まず、2026年度からは各企業が設置目標を策定し、少なくとも5年に一度の更新を行うことが義務化されます。
次に2027年度からは、各施設ごとに設置可能面積や導入実績などの報告も毎年必要になります。出力予定や進捗状況なども把握され、もし虚偽報告があった場合には最大50万円の罰金が科されることになります。
なぜ今、屋根上太陽光なのか?
背景には、日本の太陽光発電における「土地不足」という現実的な課題があります。
メガソーラーのような大規模設備はすでに適地が少なくなってきており、今後は建物の屋根を最大限活用していく必要があります。
日本エネルギー経済研究所の試算によると、国内の工場や倉庫、商業施設などの屋根に設置可能な太陽光発電量は、原子力発電所2~6基分に相当する16~48テラワット時とされています。これは日本の総発電量の2~5%に相当する規模です。
民間部門への“てこ入れ”で再エネ比率を加速
これまで太陽光パネルの導入は、住宅や公共施設で先行していました。一方で、企業による導入は遅れを取っており、今回の制度改正はその流れを大きく変えることが期待されています。

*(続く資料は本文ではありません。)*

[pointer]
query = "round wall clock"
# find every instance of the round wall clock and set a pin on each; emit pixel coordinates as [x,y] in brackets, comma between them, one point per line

政府は2024年に改定されたエネルギー基本計画において、2040年までに電源に占める太陽光発電の割合を23~29%まで高めるという目標を掲げています。これは現在の9.8%から大幅な増加を目指すものであり、企業部門の取り組み強化は避けて通れません。
まとめ:太陽光は「義務」から「チャンス」へ
義務化というと重たい印象がありますが、太陽光発電の導入はコスト削減、BCP対策、そして企業イメージの向上にもつながるチャンスです。
加えて、軽量なペロブスカイト太陽電池の登場や補助金制度の充実など、導入ハードルは確実に下がっています。
今後、企業にとって太陽光は「やるべきもの」ではなく、「やった方が得をする」存在として再評価されていくでしょう。